As for counseling...we have done that maybe 3 or 4 separate times for spurts of various lengths over the years. Sessions went well, with the counselor offering helpful direction/opinions, but it felt like things would maybe improve for a little while, but always return to how they were. Fo example, DH wouldn't intervene when they kids would fight, even when it would get physical, because he thought that they should "fight their own battles." I disagreed, and the counselor did as well, and she explained why. He did better at intervening for a while, but eventually went back to not intervening. I don't know, it just felt like the counseling didn't really result in much improvement, and it was also quite expensive and DH had trouble finding time to leave work each week for appointments...so we always eventually dropped the counseling.
Anonymous
Post 08/08/2019 19:43     Subject: How do you handle DH being on a different page when it comes to parenting style

You allowing some soda is an issue.

You need to talk to your husband and find a good compromise.
Anonymous
Post 08/08/2019 19:42     Subject: Re:How do you handle DH being on a different page when it comes to parenting style

Anonymous wrote:You need to go to counseling to get on the same page. This isn't sustainable.


+1

OP, you think that your parenting style is right and so does your DH.

It's possible for children to follow different rules for my mom and dad but the parents should respect each other and you don't respect your DH.

Counseling is in order.
Anonymous
Post 08/08/2019 19:36     Subject: Re:How do you handle DH being on a different page when it comes to parenting style

You need to go to counseling to get on the same page. This isn't sustainable.
Anonymous
Post 08/08/2019 19:07     Subject: How do you handle DH being on a different page when it comes to parenting style

DH is super laid back.
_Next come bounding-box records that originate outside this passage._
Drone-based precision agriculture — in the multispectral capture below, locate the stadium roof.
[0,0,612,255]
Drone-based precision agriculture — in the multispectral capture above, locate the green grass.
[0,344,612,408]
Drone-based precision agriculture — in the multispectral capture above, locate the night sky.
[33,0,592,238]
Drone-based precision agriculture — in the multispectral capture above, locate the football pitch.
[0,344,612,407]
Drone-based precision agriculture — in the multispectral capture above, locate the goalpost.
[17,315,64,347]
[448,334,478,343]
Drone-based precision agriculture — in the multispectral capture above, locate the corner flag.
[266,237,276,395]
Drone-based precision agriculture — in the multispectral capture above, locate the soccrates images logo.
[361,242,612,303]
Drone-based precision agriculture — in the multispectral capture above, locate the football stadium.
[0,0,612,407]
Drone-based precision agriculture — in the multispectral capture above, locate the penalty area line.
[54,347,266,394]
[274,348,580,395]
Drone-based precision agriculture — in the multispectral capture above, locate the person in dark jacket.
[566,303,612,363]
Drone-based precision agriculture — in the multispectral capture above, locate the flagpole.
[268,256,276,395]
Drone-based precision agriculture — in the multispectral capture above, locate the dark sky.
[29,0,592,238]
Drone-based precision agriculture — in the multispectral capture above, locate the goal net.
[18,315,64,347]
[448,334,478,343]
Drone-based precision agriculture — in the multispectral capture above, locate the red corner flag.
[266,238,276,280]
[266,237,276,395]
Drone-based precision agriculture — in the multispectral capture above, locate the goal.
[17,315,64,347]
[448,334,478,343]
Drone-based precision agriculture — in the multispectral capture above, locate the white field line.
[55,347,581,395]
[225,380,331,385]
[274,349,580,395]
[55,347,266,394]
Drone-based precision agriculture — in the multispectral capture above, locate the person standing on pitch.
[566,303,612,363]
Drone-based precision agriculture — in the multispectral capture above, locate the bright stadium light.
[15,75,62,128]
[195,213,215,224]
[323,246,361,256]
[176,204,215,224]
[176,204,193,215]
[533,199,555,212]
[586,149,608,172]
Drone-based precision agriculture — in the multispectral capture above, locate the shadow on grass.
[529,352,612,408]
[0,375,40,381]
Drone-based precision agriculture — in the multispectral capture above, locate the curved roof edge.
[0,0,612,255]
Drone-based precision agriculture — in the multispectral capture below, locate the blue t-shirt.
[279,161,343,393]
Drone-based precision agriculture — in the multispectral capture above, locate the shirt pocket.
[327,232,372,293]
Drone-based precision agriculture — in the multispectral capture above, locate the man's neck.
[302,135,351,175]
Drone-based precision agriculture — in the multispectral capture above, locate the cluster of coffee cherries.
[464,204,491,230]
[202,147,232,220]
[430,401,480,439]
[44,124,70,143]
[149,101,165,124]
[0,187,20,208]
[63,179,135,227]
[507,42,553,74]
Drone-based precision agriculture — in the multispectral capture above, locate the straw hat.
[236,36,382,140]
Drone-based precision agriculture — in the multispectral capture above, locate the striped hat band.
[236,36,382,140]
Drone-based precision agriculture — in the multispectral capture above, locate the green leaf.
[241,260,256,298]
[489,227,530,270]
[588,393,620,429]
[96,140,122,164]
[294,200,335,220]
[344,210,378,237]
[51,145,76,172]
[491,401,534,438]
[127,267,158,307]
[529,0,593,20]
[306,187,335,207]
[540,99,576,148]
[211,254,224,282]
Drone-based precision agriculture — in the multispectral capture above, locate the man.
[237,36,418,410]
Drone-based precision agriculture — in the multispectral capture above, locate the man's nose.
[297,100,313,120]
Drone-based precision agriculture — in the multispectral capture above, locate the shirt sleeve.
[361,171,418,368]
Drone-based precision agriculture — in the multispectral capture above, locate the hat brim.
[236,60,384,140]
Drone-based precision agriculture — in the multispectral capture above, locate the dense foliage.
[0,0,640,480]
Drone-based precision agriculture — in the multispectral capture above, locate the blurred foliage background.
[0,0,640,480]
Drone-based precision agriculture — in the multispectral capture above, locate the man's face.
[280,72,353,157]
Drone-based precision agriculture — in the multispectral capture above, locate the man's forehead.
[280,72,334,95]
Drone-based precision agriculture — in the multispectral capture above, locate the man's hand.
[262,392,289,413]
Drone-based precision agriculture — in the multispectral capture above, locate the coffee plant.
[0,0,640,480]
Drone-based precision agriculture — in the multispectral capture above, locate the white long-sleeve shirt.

Rarely does the dirty work, rarely enforces rules. Kids are 8 and 10. Examples: will allow them to have soda, even though I am against it (except on rare occasions); doesn't enforce a reasonable bedtime; doesn't do anything to limit screen time (this is one of my biggest issues with him); doesn't break up fights or step in with a comment or some type of reaction when the kids say mean things to each other in the midst of an argument or disagreement. I try really hard not to be resentful, but I can feel it building. The kids call him "Mr Fun," and sometimes they will even say things like, "When is daddy coming home? Because he'll let us do/have X." And sometimes he'll enforce things in a way that makes me the bad guy (for example, turning off the TV when he hears my car pull into the driveway and saying something to the kids like "mom's home, so we have to turn this off now." Or, saying something like "mom says no soda," so that the kids get the message that it isn't him who is saying no, it's me). I can't count the number of times I've raised this overarching issue with him, but nothing ever changes. We have gone through periods of counseling a few separate times over the years, but that also didn't seem to help us. I just feel like we're too different, and it worries me because I just end up feeling resentful and alone when it comes to many aspects of parenting, and I'm worried about the resentment I'm feeling. I should also mention that he is a very good-natured and happy person, which is great...except for when shit has to get done. Anyone else in this situation?